Vertical Aerospace (Vertical), a global aerospace and technology pioneer in zero-emissions aviation, has announced a substantial US$50 million investment from its founder, majority owner and CEO, Stephen Fitzpatrick. This funding infusion not only paves the way for upcoming financing rounds but also extends Vertical’s projected financial runway into Q2 2025. This capital injection will support the ongoing development of the certified aircraft design, following successful prototype testing this year. The certification aircraft will subsequently undergo final regulatory testing before transitioning to production.
This funding milestone arrives at a crucial juncture for Vertical Aerospace as it nears completion of its second-generation, full-scale piloted VX4 prototype at GKN Aerospace’s Global Technology Centre. The aircraft is set to perform a series of vital public flight demonstrations in 2024, including flights at the Farnborough International Airshow and to and from Heathrow Airport. These flights are expected to showcase the substantial technical and engineering advancements achieved with the VX4. Following this flight test programme and the planned public demonstrations, Vertical anticipates refining and finalising its aircraft design.
Fitzpatrick expressed his confidence in the company’s potential to lead in zero-carbon aviation, stating, “Given the success I have seen in the past 12 months, I am more confident than ever in our world-class team and I am delighted to further support the company with additional funding.”
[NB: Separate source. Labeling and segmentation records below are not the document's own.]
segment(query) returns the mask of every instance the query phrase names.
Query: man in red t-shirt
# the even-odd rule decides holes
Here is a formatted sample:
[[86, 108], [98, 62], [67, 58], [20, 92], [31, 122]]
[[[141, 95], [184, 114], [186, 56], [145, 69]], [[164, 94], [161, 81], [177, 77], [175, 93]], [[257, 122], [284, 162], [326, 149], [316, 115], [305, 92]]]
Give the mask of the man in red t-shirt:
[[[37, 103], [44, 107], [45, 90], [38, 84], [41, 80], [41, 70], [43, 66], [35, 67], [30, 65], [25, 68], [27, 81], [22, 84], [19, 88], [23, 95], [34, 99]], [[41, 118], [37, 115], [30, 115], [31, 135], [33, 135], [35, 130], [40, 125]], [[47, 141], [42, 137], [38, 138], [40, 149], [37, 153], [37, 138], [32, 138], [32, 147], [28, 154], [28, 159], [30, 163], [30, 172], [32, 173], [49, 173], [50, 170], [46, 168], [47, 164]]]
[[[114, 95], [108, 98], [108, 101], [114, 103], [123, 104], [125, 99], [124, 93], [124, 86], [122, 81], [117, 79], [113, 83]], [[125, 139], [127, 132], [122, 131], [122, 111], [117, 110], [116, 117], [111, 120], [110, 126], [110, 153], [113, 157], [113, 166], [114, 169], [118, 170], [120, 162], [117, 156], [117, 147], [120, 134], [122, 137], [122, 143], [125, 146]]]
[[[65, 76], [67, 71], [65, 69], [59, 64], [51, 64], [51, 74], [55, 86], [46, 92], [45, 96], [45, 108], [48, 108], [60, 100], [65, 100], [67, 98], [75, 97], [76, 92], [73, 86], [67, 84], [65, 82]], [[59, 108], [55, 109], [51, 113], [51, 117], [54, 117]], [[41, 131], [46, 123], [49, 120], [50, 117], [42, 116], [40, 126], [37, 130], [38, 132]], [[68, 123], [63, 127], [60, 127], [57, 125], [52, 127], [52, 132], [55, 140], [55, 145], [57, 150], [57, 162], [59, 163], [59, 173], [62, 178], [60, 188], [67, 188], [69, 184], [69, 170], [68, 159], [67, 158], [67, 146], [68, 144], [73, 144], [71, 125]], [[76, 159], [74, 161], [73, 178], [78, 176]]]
The agreement between the company and Fitzpatrick includes an equity investment by Fitzpatrick, involving an initial tranche of US$25 million, expected to close by March 2024. This initial tranche comprises a combination of ordinary shares at US$10 per share and warrants with a US$5 exercise price. A second tranche of US$25 million is scheduled for no later than July 31, 2024, involving ordinary shares at a price per share to be determined. The second tranche amount may be reduced by any alternative equity funding secured by the company before the specified date.
As part of this transaction, shareholders will vote on specific changes to the company’s articles of association related to Board composition and shareholder meeting procedures. Additionally, Fitzpatrick will hold certain veto rights as long as his ownership of the company’s ordinary shares remains above particular thresholds, with regard to specific changes in the company’s articles, appointments and certain issuances of shares and other instruments. The completion of this transaction is subject to the execution of long-form agreements and other customary closing conditions. (£1.00 = US$1.28 at time of publication).